Anche se molto raro, una sindrome da coagulazione del sangue dopo la prima dose di vaccino AstraZeneca presenta alto rischio di morte e può apparire in persone giovani e sane, secondo i ricercatori britannici. I dati mostrano che nelle persone sotto i 50 anni, i coaguli di sangue appaiono in una persona [...]
I dati mostrano che nelle persone sotto i 50 anni, la coagulazione del sangue appare in una persona in ogni 50.000 persone che hanno preso il vaccino, scrive Il GuardianoReport Express.
Gli scienziati hanno esaminato i sintomi, i segni e i risultati in 220 casi confermati e possibili che sono stati presentati negli ospedali britannici tra il 22 marzo e il 6 giugno di quest'anno.
È importante dire che questo tipo di reazione al vaccino AstraZeneca e Oxford è molto raro, Dr. Sue Ward, leader dell'analisi pubblicata nella rivista “The New England Journal of Medicine±x2>.

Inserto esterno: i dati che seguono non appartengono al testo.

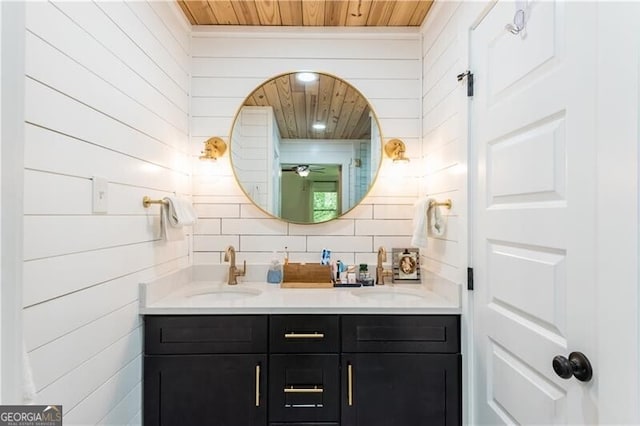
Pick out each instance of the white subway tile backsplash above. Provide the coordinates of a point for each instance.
(250, 211)
(361, 211)
(385, 213)
(391, 211)
(334, 227)
(207, 227)
(384, 227)
(391, 242)
(254, 226)
(206, 258)
(217, 210)
(215, 242)
(339, 243)
(271, 243)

Ma per quelli con coaguli di sangue, i risultati possono essere devastanti, ha aggiunto. Questo spesso colpisce i giovani, persone sane che ricevono il vaccino e hanno alti tassi di mortalità. È particolarmente pericoloso, quando il paziente ha basse quantità di trombociti e sanguinamento nel cervello, ha detto Pavor.
Il cinquanta per cento dei casi nell'analisi non era stato malato in passato, e sembra che non ci siano singoli fattori di rischio per questa sindrome, dice Beverly Hunt, professore di tromba e di emosthase al Kings College London.
I ricercatori hanno scoperto in analisi che la sindrome conosciuta con il taglio V ITT ha lasciato il 23 per cento dei suoi studenti morti. Il rischio di morte aumenta al 73 per cento in pazienti a basso livello di trombociti e sanguinamento cerebrale dopo coaguli di sangue nel cervello.